SS: I love digging into verbatims from customers at the tail end of the loyalty SAT survey because so much information comes out of that that's valuable and to your point, often unheard. And there's a lot of nuance to reading into that voice of customer data as well. I want to push this conversation to more of an enterprise management discussion in the time we have remaining. And these are big questions as well. I apologize for this in advance but one of the cases that you make is that, and I still totally agree with that CX was made a distinct function or department. They even had, you know, customer, Chief Customer Experience officers in some cases, but rarely part of their remit is to actually drive meaningful change. So your argument has always been, well, governance has to lie at a higher level, an enterprise level.

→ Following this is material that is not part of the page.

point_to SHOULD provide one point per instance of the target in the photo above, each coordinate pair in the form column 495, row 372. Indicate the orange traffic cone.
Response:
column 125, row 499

I want to know what that looks like in terms of a two part question. One is what does that look like in terms of organizational design? So if you, if you were to wipe out CX more and appreciating the fact that this is a responsibility that crosses all kinds of different departments and the problem is that silos that, that CX gets trapped into. But apart from that at the highest levels, how do we change an organization to deliver on the promise of CX? And I think the second part is what's the path to get there? Because we're talking about fairly significant change. And I wonder if it's a bridge too far for a lot of companies and that they'd prefer to go the incrementalism route and would that even work? So at the highest level, the will is there to get there, but the challenge is how we're organized to deliver against it. And secondly, how fast do we get there? What's your roadmap? [48.44]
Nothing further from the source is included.